Dengan santai sambil merapikan kertas-kertas yang berserakan di lantai, Bambang menjawab “Dan, mengapa kamu tidak meminta sesuatu ketika aku masih di lantai dua?”

Orang tua itu pun ngeloyor keluar rumah kecewa. Dan Bambang menutup pintu terus menuju ke kamar dan merebahkan badannya di tempat tidur. Seperti tidak terjadi apa-apa.

 

 

 

Ghoib, Edisi No. 13 Th. 2/ 1425 H/ 2004 M

Ayam Genap dan Ayam Ganjil

Seorang penduduk Bashrah bercerita:

Suatu pagi yang cerah, seorang arab badui datang bertamu. Dan, dengan segera kukatakan kepada istriku, “Masaklah seekor ayam yang besar!”. Ia pun memasaknya. Ketika tiba waktu makan saya, istri, dua anak laki-laki, dua anak perempuan saya serta seorang tamu berkumpul di meja makan.

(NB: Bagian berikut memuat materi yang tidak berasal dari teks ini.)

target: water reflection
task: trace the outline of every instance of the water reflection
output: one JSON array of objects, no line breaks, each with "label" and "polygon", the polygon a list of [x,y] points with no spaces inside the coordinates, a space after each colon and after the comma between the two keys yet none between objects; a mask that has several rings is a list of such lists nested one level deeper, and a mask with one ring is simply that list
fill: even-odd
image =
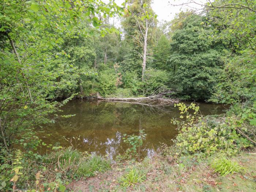
[{"label": "water reflection", "polygon": [[[221,105],[200,103],[204,114],[223,113]],[[44,128],[43,141],[47,144],[67,147],[70,143],[63,138],[78,138],[77,148],[114,159],[127,148],[123,135],[139,134],[145,129],[147,134],[140,149],[142,156],[151,156],[161,143],[171,144],[171,140],[177,134],[176,127],[170,123],[173,118],[179,116],[178,109],[170,106],[165,110],[146,105],[120,102],[74,100],[62,108],[62,115],[75,114],[69,118],[61,118],[54,124]],[[41,135],[42,136],[43,135]],[[74,139],[73,139],[74,140]]]}]

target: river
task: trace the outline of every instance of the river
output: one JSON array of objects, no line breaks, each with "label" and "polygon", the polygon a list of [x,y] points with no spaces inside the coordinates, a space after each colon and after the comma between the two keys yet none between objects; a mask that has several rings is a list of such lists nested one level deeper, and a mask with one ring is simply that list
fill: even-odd
[{"label": "river", "polygon": [[[199,103],[204,115],[220,114],[225,108],[221,105]],[[74,100],[62,107],[59,115],[75,115],[60,118],[54,124],[44,125],[39,136],[47,144],[66,147],[70,145],[82,152],[87,151],[112,160],[123,154],[128,147],[123,135],[139,134],[144,129],[147,134],[141,147],[141,155],[151,156],[165,143],[172,144],[177,133],[171,123],[180,116],[178,108],[164,107],[96,101]],[[65,138],[66,139],[64,138]],[[46,148],[42,149],[46,150]]]}]

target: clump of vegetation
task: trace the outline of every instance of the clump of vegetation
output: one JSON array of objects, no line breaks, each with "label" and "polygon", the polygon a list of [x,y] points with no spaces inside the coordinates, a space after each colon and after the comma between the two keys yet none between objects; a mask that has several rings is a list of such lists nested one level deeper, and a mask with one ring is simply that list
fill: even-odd
[{"label": "clump of vegetation", "polygon": [[214,172],[222,176],[228,174],[232,174],[234,172],[239,173],[242,170],[243,168],[236,162],[232,161],[224,157],[212,161],[211,167],[214,169]]},{"label": "clump of vegetation", "polygon": [[[19,188],[62,191],[71,180],[91,177],[110,168],[109,161],[71,147],[53,150],[35,161],[23,155],[20,151],[16,153],[13,158],[1,157],[3,190]],[[11,166],[10,161],[14,162]]]},{"label": "clump of vegetation", "polygon": [[88,161],[82,162],[76,172],[76,176],[84,178],[94,176],[98,172],[103,172],[111,167],[110,162],[102,157],[93,156]]},{"label": "clump of vegetation", "polygon": [[139,135],[124,134],[123,138],[124,142],[129,144],[129,148],[127,149],[126,153],[130,158],[138,156],[138,148],[142,146],[143,140],[146,139],[146,136],[144,129],[140,130]]},{"label": "clump of vegetation", "polygon": [[146,179],[146,175],[141,175],[137,169],[132,169],[120,178],[120,182],[123,187],[127,187],[141,182]]},{"label": "clump of vegetation", "polygon": [[[200,159],[216,152],[231,155],[242,148],[253,146],[238,131],[238,125],[242,121],[237,117],[205,118],[199,113],[199,107],[194,103],[188,106],[180,103],[175,106],[179,107],[181,112],[180,120],[173,121],[180,131],[175,140],[176,155],[192,155]],[[244,129],[243,132],[246,133]]]}]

Saya berkata kepada tamu, “Bagilah ayam ini untuk kita semua.” “Saya tidak ahli dalam pembagian ini, tapi bila kalian rela dengan pembagianku, saya akan membaginya.” jawabnya.

“Ya, kami rela,” jawab kami serempak.

Kami segera mendorong ayam yang besar itu kepadanya. Lalu sang tamu mulai membaginya. “Kepala untuk kepala rumah tangga” sambil menyodorkan kepala ayam itu kepadaku. Lalu ia memotong kedua sayapnya. “Dua sayap untuk dua anak laki-laki”, katanya. Kemudian ia memotong kedua paha dan berkata, “Dua paha untuk kedua anak perempuan. Lalu ia memotong bagian belakang ayam lalu berkata, “Bagian belakang ini untuk ibu rumah tangga” setelah itu ia mengambil sisa daging ayam. Ia pun segera memakan ayam itu dan kami sekeluarga hanya melihatnya, tidak makan apa-apa.

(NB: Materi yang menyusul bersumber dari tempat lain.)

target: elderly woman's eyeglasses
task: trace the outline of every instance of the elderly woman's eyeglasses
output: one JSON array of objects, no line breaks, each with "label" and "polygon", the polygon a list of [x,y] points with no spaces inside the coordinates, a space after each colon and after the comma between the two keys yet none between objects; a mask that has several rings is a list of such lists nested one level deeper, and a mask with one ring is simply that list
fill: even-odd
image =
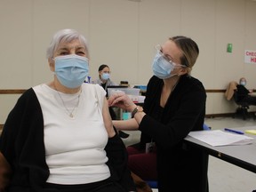
[{"label": "elderly woman's eyeglasses", "polygon": [[160,54],[165,60],[167,60],[169,63],[171,63],[172,65],[174,65],[174,66],[180,66],[180,67],[184,67],[186,68],[186,66],[183,66],[183,65],[180,65],[180,64],[177,64],[175,62],[173,62],[172,60],[172,58],[170,58],[169,55],[164,53],[163,52],[163,49],[162,49],[162,46],[160,44],[157,44],[156,45],[156,50],[157,51],[158,54]]}]

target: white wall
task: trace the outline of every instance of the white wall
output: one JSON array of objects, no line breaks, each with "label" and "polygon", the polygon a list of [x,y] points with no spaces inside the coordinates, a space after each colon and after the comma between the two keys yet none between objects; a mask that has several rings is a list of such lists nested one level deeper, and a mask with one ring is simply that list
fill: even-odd
[{"label": "white wall", "polygon": [[[183,35],[199,45],[192,76],[205,89],[225,89],[241,76],[256,88],[256,66],[244,63],[244,51],[256,50],[255,10],[251,0],[0,0],[0,89],[51,81],[45,50],[53,33],[67,28],[89,40],[93,78],[106,63],[116,83],[146,84],[154,46]],[[234,112],[222,93],[207,95],[207,114]],[[0,124],[17,97],[0,95]]]}]

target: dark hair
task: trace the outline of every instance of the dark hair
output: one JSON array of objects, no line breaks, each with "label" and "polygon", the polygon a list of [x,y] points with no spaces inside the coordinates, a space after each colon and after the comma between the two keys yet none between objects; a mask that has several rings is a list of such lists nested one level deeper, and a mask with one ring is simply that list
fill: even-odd
[{"label": "dark hair", "polygon": [[108,65],[102,64],[102,65],[100,65],[100,66],[99,67],[98,71],[100,72],[100,71],[103,70],[104,68],[109,68],[109,67],[108,67]]}]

Siang harinya, saya menyuruh istriku untuk segera memasak lima ekor ayam. Pada saat kami semua telah berkumpul di meja makan, saya katakan, “Bagilah ayam ini untuk kami semua.”

“Saya kira kalian marah dengan pembagianku tadi pagi,” ujarnya.

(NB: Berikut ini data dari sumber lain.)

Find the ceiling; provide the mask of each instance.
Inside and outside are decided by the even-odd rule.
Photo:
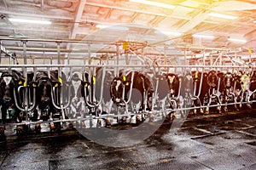
[[[115,45],[125,41],[134,46],[175,46],[194,53],[202,49],[256,49],[254,0],[152,1],[174,8],[129,0],[0,0],[0,40],[6,49],[17,55],[23,53],[24,42],[20,40],[27,40],[26,54],[35,56],[55,55],[56,42],[66,57],[74,51],[77,55],[88,53],[88,44],[92,52],[101,48],[102,53],[115,53]],[[209,14],[212,12],[237,18],[218,18]],[[51,24],[15,23],[10,18],[49,20]],[[106,26],[108,27],[102,28]],[[193,34],[214,38],[194,37]]]

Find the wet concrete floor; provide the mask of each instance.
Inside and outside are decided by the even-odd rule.
[[[151,137],[126,147],[101,145],[73,130],[8,137],[0,142],[0,169],[7,170],[254,170],[256,110],[191,116],[181,128],[165,123]]]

“Tidak, kami tidak marah,” jawab kami.

“Kalian, menginginkan pembagian ganjil atau genap?” tanyanya.

“Sesungguhnya Allah itu Maha Esa dan senang pada yang ganjil,” jawabku.

Ia pun mulai membaginya, “Tuan bersama istri dan satu ekor ayam berjumlah tiga. Dua anak lelaki dan satu ayam, dua anak perempuan dan satu ayam, saya dan dua ekor ayam semuanya berjumlah tiga.” “Saya tidak rela dengan pembagian ini,” tolak saya. “Bila demikian, tuan menginginkan pembagian genap?” tanyanya.

“Ya” jawabku.

“Tuan bersama dengan dua anak lelaki dan satu ekor ayam berjumlah empat, istri tuan dan kedua anak perempuan dan satu ekor ayam berjumlah empat. Dan, saya dengan tiga ekor ayam berjumlah empat”. Setelah itu, ia segera mengambil tiga ekor ayam dan mendekapnya sambil berkata, “Inilah pembagian yang adil. Demi Allah, saya tidak akan mengubahnya”.